African Voices and the Climate Crisis

African narratives are crucial to surviving the fast-approaching climate doomsday that is already a lived reality for postcolonial societies.

  • Sandrine Uwase Ndahiro
Credit: imagedepotpro

Is Africa really reducible to a story of tragedy? Dominant accounts, mostly produced by Western audiences, highlight instability, poverty, and violence. To much of the world, this is “Africa.” As Achille Mbembe has observed, “The continent, a great, soft, fantastic body, is seen as powerless, engaged in rampant self-destruction” (2001:13). While this focus on Africa as a place of violence has endured, this focus is also deceptive.

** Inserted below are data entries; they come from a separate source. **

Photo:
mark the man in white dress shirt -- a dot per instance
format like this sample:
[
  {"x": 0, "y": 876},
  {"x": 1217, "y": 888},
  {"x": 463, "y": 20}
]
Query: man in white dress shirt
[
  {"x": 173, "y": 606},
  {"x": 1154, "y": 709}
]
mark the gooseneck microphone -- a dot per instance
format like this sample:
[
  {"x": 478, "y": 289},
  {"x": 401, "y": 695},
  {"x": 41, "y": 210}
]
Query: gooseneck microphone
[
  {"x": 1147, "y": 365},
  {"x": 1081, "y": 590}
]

Africans fighting for decolonization were waging a global struggle. They also had to navigate the intrusive interests of Cold War powers. Viewing the continent without considering these contexts has only dehumanized Africans and their varied political aspirations.

Recent visual representations of Africa have tended to reinforce views that Africa is irredeemable. Desolate images of the environment, near apocalyptic and post-apocalyptic features of radioactive toxins, of pollution and petroleum-related violence in the Niger Delta, of uranium extraction in Arlit in Niger, and diamond mining in the Democratic Republic of Congo all reinforce this perception.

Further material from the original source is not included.